How tiny radio station KCLA is calling Los Angeles from its San Pedro transmitter

KCLA has been on the air since at least 2015 — I wrote about it right here that year, though at the time it was more of a placeholder … a one-watt transmitter located somewhere on the Palos Verdes peninsula to make it legal for the FCC.

But now the station is getting some street cred, due to a relocated transmitter, higher power, and a presence on social media. KCLA — originally slated to be a talk station with the call-letters meaning “Calling Los Angeles,” it has luckily (and hopefully permanently) morphed into a format currently playing a wide variety of what might be called “adult album alternative” music.

According to information provided by Radio.Locator.com and confirmed by a local engineer, the transmitter is now located on top of the Brown Brothers building in downtown San Pedro, broadcasting with an effective radiated power of 50 watts. While that may not sound like much, and it is half of what the license permits,  it covers the target area quite well.

Driving around San Pedro near downtown and around San Pedro High, for example, it comes in great. Go to Western Avenue near Dodson Jr. High and the signal from the formerly great KFMB-FM (now KFBG) on the same frequency out of San Diego interferes too much with the KCLA. At least in the car … with a non-moving radio and especially with a house antenna that can be moved around, you can still pick up KCLA even there.

Reception, ironically, improves on bad weather days when the atmosphere blocks out the KFBG signal and lets KCLA spread out a bit.

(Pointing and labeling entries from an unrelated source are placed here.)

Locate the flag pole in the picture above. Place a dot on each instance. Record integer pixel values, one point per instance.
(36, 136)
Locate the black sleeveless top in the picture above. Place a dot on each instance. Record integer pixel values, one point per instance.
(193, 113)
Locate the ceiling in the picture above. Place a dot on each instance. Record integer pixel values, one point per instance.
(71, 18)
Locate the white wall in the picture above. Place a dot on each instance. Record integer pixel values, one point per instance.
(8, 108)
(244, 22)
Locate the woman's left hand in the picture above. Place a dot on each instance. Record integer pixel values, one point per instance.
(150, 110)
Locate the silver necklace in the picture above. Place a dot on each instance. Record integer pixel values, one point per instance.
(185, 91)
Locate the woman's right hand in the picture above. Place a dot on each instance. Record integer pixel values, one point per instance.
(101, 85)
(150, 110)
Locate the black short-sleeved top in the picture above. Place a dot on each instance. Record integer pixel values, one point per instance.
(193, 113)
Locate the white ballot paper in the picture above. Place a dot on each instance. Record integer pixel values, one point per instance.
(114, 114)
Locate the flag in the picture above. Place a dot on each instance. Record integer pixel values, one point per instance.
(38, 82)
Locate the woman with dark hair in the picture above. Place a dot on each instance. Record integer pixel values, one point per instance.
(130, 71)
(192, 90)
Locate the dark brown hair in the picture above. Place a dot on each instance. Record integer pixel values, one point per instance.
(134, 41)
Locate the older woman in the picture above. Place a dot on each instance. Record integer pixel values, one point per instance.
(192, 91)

In the future, an online stream will take care of the fringe reception problem … and let it be heard across the globe.

For now, the station is basically a jukebox: noncommercial music with the mandated hourly identification. This is due to the soft launch (station manager Ziggy Mrkich calls it a beta phase) a few weeks ago. I expect local shows to start populating the airwaves as time goes on, and I am told that local news coverage with “no politics” is slated for the future as well.

Very exciting indeed! I’ll have ongoing coverage as things develop.

Blast from the past

This is not the first time San Pedro has had a radio station to call its own. But it has been many years, er, decades.

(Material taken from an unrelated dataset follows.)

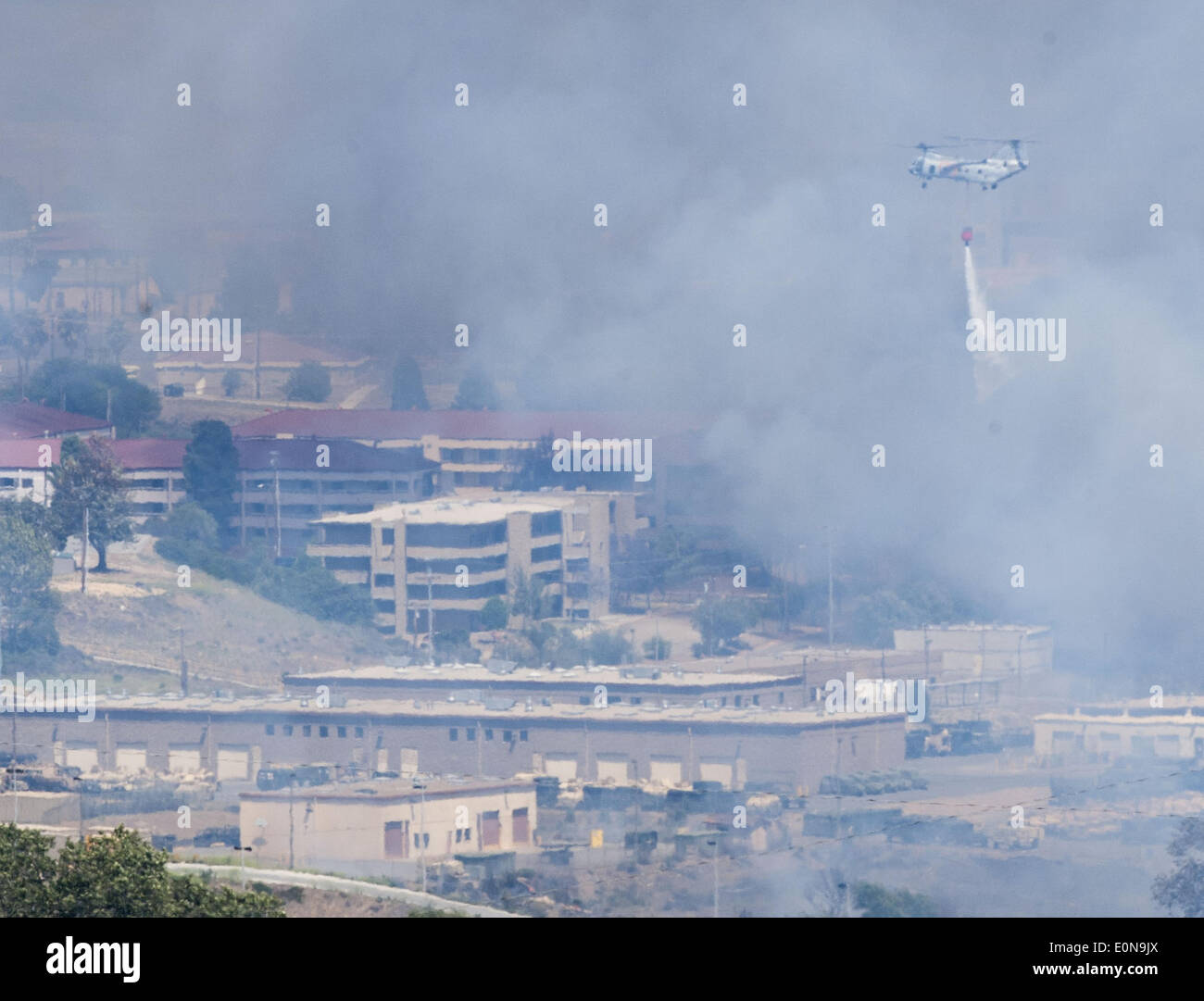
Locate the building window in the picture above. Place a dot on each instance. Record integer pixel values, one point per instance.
(395, 839)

Radio historian Jim Hilliker told me the story long ago: The McWhinnie Electric Company, then located at 1825 S. Pacific Avenue in San Pedro, decided to put a radio station on the air. As reported in the March 30, 1925 edition of the local newspaper, The Daily Pilot (one of the newspapers that eventually became part of this newspaper chain), McWhinnie brothers William (Bill) and Charles (Charlie) received permission from the Department of Commerce to build a radio station. The call letters were to be KFVD, and the assigned frequency was to be 1460 AM. It cost $31,000 (about $470,000 today) to get the station on the air, using a 100-watt transmitter and studios located at the company’s retail store. The first on-air test was June 12th, and the signal reached many parts of Southern California including Catalina Island.

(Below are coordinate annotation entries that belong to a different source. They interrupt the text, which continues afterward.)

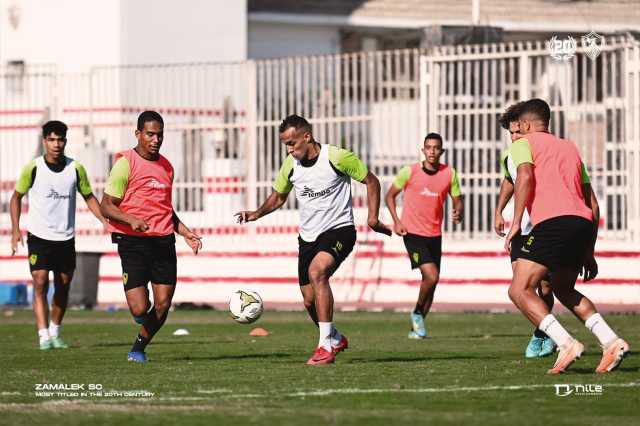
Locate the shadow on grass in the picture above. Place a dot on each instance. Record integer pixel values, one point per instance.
(232, 357)
(418, 359)
(591, 371)
(161, 343)
(485, 336)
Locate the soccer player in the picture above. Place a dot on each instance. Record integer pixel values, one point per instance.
(425, 185)
(540, 345)
(51, 181)
(321, 176)
(137, 203)
(562, 240)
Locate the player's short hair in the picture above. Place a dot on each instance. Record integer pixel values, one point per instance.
(510, 115)
(54, 126)
(148, 116)
(296, 122)
(537, 107)
(435, 136)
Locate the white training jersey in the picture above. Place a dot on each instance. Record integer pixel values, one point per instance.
(323, 189)
(52, 197)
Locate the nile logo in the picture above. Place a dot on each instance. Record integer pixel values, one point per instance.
(247, 299)
(153, 183)
(428, 193)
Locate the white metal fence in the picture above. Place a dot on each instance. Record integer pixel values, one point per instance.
(222, 119)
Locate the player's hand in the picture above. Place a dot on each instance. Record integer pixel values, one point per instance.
(589, 269)
(378, 226)
(193, 240)
(245, 216)
(16, 238)
(456, 216)
(138, 225)
(513, 232)
(498, 225)
(400, 229)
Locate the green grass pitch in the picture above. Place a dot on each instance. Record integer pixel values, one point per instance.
(471, 371)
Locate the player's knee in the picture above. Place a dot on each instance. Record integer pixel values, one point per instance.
(138, 311)
(40, 286)
(140, 319)
(515, 294)
(317, 275)
(162, 306)
(308, 302)
(545, 289)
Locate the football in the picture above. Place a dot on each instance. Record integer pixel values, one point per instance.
(245, 306)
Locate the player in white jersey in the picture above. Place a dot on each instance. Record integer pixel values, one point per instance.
(321, 176)
(51, 181)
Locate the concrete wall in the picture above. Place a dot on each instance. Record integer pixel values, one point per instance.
(270, 40)
(78, 34)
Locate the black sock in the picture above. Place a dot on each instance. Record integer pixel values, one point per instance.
(140, 343)
(418, 310)
(540, 334)
(151, 324)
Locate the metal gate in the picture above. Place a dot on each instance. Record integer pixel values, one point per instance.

The station featured a reception area, a large studio at 16×26 feet with a large glass window and soundproof walls, and a control and transmitter room all in the same building. Stories featured in The Pilot told of about 2000 people visiting the station on that Friday, as the studios were open to the public from 1-10 p.m. Hilliker wrote in the story featured by radioheritage.net that the head inspector for the Department of Commerce Radio Division said that “KFVD was one of the finest equipped stations in the country.”

The first official broadcast came the following night, Saturday, June 13th, from 8 p.m. to 3 a.m. The inaugural broadcast consisted of speeches, congratulatory messages and music and entertainment from both local and regional talent. It may seem odd, given what we know of radio today, but the fact that the station would then broadcast only three nights per week (Monday, Wednesday and Saturday) from 8 to 11 p.m. was not unusual in the early days of broadcasting. Numerous stations had to share the same frequency in radio’s infancy, so they couldn’t broadcast all day.

In addition to the evening broadcasts, the station also carried Sunday morning and Sunday evening services of the First Presbyterian Church, which due to the cost of the phone line needed to do the broadcast, was a major expense of the station. Funds to pay for the broadcasts came from individual donations, businesses, and the San Pedro Chamber of Commerce, which sponsored monthly programs to help publicize San Pedro on the radio.

As time went on, the programming expanded. News and current events were a major part of the broadcasts, and the station made an agreement with the Daily Pilot, allowing it to use the paper’s wire services for its news and sports reports. The Pilot in turn helped promote the station by listing the daily programs in an early version of a radio program log. Local musical talent rounded out the programming along with special features such as a one-act play presented and performed by students from San Pedro High School.

The San Pedro connection lasted until 1926. On  August 9th of that year, the station announced it would move its studios to the Venice Ballroom in Venice’s then oceanfront amusement park. No reason was given, but the move was quick: the station went off the air for almost a month beginning the day of the announcement. Newspaper reports alluded to giving the station a chance to expand its audience, but some believe that the transmitter’s location was causing interference with Navy ships in the area.

I am told that locals were a bit upset over the loss.

KFVD still exists; it eventually became KGBS and later KTNQ, broadcasting at 1020 AM since 1949.